It’s funny how we justify our beliefs and behaviours to ourselves or to others. How we see ourselves isn’t necessarily the way we really are.
Most of us (if not all) learn to wear a mask and a costume at an early age. This is laid out for us in both the subtle and unsubtle ways we were treated and related to as children.
We may live with thoughts, feelings and beliefs we “should” have rather than those of our authentic Self.
The mask and costume grow out of our defences, struggling to be accepted and loved, we try to fit in.
These masks and costumes that we wear may have been helpful in childhood but they often go on to hinder one’s social and personal development and ultimately, health.
As children we have learned to distort ourselves in order to get our needs met.

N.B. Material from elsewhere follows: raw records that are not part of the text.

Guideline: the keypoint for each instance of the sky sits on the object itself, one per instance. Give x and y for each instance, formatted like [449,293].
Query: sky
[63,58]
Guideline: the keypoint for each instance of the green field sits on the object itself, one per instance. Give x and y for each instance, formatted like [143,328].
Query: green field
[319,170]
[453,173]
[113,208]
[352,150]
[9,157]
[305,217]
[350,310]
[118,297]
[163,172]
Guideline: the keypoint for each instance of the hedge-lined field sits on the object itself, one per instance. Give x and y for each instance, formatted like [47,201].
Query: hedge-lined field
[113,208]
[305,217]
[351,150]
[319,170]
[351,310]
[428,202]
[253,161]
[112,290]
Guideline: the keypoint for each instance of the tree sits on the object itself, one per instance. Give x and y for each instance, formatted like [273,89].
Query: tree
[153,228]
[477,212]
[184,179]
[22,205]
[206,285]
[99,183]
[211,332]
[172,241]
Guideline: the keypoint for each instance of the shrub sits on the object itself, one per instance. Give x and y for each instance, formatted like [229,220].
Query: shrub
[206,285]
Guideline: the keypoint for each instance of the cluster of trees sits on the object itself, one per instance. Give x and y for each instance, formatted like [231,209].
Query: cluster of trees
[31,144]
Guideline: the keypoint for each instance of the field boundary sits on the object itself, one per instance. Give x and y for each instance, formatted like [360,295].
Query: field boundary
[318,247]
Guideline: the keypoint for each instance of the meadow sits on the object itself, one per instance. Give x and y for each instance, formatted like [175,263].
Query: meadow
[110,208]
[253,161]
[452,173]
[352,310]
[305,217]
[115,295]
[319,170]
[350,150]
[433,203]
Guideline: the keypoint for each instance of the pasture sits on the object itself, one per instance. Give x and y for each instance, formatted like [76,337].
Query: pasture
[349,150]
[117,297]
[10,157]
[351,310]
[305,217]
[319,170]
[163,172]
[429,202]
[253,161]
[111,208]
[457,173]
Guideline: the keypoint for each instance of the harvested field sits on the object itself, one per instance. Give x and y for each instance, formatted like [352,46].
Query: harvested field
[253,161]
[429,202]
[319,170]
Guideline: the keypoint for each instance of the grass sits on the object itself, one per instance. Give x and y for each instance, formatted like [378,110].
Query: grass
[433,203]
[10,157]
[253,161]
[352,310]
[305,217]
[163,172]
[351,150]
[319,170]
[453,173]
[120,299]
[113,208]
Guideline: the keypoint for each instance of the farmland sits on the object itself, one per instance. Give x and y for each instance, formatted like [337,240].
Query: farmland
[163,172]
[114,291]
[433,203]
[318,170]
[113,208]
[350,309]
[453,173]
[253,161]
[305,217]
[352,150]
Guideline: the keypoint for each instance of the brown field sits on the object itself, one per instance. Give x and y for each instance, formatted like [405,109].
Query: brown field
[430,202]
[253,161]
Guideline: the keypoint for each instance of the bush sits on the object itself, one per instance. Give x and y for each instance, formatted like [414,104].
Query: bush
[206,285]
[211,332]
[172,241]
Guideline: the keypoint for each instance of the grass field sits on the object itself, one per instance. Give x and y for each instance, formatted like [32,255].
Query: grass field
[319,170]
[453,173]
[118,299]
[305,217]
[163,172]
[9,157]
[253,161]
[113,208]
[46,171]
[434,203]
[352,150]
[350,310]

If we don’t examine this as adults, we will continue on this path.
This distortion binds us physically and emotionally.settling in the tissues of the body including the nervous system.

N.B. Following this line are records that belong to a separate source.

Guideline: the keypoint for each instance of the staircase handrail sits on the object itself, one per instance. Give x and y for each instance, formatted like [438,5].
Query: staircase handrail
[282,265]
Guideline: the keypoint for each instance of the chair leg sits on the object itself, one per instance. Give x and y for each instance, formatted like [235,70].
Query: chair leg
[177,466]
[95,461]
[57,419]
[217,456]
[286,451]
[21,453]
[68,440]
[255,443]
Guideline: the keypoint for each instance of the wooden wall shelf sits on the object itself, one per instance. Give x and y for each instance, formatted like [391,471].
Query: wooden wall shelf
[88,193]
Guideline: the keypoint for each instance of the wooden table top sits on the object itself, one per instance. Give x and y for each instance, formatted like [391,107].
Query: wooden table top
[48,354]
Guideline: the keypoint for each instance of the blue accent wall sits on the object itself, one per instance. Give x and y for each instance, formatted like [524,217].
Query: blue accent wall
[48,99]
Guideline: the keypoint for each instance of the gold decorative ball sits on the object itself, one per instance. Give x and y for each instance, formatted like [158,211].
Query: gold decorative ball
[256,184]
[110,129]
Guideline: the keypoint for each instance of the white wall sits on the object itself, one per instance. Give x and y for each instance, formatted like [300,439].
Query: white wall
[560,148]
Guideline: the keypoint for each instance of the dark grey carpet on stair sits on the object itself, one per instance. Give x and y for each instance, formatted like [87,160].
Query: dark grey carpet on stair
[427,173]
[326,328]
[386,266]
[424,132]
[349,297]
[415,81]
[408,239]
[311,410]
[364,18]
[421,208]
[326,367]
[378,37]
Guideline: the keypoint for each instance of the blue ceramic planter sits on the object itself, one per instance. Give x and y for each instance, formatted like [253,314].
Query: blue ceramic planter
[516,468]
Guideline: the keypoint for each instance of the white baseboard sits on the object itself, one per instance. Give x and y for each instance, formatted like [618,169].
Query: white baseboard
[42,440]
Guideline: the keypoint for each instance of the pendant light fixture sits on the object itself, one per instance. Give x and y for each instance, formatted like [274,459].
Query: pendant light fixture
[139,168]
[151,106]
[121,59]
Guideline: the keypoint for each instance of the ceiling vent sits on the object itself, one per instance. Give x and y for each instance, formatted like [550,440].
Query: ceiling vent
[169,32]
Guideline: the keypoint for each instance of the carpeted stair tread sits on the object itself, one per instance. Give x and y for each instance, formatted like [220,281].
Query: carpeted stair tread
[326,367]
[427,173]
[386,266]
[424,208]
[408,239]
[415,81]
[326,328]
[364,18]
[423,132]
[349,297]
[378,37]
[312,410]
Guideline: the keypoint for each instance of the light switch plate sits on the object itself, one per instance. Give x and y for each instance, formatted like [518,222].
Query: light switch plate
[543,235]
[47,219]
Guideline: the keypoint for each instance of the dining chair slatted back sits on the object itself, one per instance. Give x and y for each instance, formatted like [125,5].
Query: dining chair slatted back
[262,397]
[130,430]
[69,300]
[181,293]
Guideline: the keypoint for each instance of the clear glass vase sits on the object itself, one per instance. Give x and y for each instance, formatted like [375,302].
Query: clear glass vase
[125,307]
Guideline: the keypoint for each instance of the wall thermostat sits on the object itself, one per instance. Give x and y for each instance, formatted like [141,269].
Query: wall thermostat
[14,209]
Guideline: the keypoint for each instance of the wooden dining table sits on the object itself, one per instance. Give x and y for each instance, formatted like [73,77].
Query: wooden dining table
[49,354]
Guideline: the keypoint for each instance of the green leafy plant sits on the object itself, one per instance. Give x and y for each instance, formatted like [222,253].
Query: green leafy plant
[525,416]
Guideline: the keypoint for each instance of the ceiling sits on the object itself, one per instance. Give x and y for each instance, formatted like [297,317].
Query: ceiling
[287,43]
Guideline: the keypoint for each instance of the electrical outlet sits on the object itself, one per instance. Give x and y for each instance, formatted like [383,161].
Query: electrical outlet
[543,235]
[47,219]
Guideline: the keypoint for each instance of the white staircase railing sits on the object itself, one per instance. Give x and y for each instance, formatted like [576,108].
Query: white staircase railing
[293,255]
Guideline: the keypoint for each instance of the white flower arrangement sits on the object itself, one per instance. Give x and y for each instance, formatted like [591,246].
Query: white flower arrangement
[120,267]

Stress isn’t something that happens to us. It is rather what we feel. When we are feeling high levels of stress (like right now with the global situation) we may actually start feeling that our mask and costume are holding us back. We may feel that that distortion is being amplified. We may feel a great emotional and physical intensity.
Psychologists say that it’s normal that during times of crisis or even during a happy time like the birth of a child, a marriage or a promotion, we will have our truest emotions and our most original thoughts surface. Rather than thinking and feeling what’s expected of us, we have an opportunity to accept our truest experience and live life instead of just surviving it.

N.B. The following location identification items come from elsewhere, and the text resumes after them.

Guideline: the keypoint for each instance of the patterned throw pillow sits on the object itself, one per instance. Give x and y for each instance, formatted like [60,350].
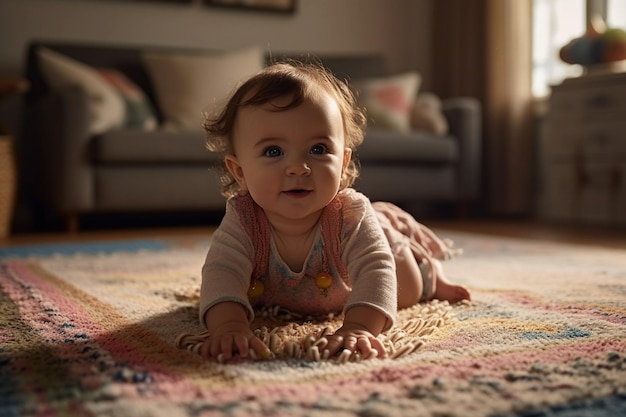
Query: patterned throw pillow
[188,84]
[389,101]
[113,100]
[139,112]
[105,105]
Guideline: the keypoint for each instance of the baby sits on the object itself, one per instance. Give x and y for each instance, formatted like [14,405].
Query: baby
[294,233]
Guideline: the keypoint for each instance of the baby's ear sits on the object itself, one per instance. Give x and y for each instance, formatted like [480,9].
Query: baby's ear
[347,154]
[234,167]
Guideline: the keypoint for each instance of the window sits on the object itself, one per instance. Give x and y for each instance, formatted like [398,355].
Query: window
[555,23]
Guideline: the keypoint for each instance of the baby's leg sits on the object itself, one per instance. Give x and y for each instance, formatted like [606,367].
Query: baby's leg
[444,289]
[411,282]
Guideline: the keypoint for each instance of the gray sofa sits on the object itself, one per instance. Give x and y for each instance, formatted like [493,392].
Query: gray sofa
[67,171]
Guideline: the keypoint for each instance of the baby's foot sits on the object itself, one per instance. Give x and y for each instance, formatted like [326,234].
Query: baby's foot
[451,292]
[447,291]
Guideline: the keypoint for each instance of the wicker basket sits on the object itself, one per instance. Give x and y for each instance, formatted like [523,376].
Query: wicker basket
[8,182]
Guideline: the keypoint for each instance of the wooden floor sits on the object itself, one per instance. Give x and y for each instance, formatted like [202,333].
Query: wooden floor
[605,236]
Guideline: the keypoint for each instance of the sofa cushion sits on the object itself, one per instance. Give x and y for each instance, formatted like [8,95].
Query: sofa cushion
[188,84]
[139,113]
[106,106]
[385,146]
[132,146]
[388,100]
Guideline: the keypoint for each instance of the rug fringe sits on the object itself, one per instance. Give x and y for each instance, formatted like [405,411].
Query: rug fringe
[292,336]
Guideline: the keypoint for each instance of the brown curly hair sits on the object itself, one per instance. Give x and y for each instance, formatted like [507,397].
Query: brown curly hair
[299,80]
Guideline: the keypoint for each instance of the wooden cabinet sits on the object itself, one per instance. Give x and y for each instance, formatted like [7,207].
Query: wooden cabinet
[582,153]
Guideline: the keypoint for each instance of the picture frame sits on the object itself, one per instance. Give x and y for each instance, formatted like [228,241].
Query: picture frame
[272,6]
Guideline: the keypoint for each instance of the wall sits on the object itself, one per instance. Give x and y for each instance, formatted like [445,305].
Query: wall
[399,28]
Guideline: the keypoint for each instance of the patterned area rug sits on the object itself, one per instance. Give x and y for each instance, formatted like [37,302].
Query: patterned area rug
[91,329]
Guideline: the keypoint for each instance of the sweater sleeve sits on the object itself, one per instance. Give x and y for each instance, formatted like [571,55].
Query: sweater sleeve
[228,266]
[369,260]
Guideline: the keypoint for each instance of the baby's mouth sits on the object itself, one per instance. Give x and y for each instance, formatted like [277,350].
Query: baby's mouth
[298,192]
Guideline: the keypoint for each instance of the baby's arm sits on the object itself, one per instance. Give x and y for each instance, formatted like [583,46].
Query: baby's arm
[230,332]
[358,333]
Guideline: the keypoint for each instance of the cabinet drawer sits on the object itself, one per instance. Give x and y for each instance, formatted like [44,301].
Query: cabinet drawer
[592,103]
[604,142]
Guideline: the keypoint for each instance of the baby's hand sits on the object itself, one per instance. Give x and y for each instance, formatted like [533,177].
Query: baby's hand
[353,341]
[230,334]
[357,334]
[231,338]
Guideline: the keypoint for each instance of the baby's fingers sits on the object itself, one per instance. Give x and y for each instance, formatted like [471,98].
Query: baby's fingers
[335,343]
[261,350]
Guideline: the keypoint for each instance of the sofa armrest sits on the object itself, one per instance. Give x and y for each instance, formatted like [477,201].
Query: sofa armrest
[59,133]
[464,116]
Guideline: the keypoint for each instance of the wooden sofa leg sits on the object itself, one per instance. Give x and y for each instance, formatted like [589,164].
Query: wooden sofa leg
[72,223]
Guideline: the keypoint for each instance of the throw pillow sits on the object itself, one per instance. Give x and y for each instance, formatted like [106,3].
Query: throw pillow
[427,115]
[187,85]
[139,112]
[106,106]
[389,100]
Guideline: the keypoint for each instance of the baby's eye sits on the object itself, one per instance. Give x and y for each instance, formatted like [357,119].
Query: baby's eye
[319,149]
[273,152]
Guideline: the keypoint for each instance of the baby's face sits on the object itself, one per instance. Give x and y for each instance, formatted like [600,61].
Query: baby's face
[291,162]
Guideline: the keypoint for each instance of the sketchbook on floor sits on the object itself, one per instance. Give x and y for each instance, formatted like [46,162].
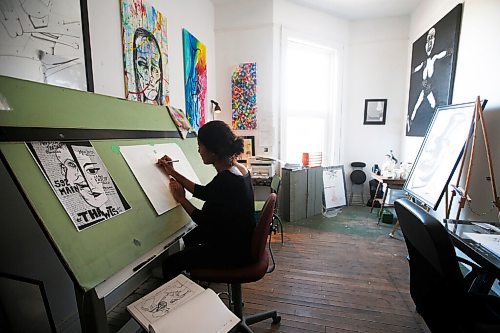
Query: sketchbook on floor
[180,305]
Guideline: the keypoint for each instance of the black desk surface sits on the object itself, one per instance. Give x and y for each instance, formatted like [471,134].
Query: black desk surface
[480,254]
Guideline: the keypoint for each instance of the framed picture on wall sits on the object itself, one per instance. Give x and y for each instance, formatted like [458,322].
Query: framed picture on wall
[334,189]
[432,72]
[248,148]
[48,42]
[375,111]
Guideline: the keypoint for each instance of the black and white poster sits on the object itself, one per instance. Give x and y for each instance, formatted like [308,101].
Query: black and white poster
[80,181]
[433,62]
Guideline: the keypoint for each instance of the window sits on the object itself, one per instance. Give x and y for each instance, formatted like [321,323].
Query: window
[309,85]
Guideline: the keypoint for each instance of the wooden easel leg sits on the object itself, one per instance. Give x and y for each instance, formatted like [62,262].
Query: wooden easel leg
[92,311]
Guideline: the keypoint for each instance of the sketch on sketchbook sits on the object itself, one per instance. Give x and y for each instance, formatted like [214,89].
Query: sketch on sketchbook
[145,48]
[142,159]
[80,181]
[433,62]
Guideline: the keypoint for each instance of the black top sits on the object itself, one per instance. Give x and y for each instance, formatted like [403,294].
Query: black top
[228,211]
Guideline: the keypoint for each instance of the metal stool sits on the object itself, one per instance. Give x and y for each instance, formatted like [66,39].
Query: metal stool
[358,178]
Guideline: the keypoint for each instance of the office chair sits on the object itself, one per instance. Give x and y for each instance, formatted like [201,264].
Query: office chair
[439,290]
[249,273]
[275,186]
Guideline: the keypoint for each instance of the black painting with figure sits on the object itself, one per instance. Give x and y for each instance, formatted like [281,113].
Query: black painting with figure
[433,62]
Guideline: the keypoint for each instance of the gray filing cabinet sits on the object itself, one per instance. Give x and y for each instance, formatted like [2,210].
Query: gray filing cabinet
[301,193]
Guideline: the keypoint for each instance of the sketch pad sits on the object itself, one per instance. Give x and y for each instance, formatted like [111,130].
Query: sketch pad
[153,180]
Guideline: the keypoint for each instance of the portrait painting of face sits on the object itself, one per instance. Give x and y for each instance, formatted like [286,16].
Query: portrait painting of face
[195,79]
[145,53]
[79,180]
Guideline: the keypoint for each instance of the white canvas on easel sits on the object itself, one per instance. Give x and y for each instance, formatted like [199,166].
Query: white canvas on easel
[154,181]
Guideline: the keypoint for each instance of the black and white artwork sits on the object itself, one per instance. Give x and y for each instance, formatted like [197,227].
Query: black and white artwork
[80,181]
[375,111]
[440,153]
[433,62]
[46,41]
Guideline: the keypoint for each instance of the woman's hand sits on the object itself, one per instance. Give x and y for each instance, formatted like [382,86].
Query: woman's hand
[177,190]
[167,164]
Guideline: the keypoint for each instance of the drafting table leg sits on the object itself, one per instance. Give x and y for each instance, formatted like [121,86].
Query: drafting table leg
[92,311]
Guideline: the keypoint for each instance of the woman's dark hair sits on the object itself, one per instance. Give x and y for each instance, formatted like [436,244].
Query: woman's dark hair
[218,138]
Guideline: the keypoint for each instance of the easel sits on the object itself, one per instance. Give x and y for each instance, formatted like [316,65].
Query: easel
[463,192]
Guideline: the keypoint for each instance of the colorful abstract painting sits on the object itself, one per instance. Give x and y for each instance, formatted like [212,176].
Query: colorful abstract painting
[195,79]
[144,32]
[244,100]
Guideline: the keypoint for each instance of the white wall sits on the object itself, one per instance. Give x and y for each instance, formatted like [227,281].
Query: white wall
[197,16]
[376,69]
[477,73]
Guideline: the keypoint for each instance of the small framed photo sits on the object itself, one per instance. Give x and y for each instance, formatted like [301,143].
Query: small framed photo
[375,110]
[248,148]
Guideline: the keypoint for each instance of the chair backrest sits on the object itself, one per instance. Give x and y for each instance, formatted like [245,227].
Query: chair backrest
[275,184]
[436,282]
[263,228]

There’s the life of the actor (mask and costume) and then there’s the genuine life. Up to this point in my life, I’ve been discovering my mask and costume as well as learning to be genuine, the real McCoy. Which one do you want to live? How can you use the current crisis to fully accept your own genuine thoughts and feelings and rise to a new level of engagement with life? This crisis can be our opportunity to find our truest selves.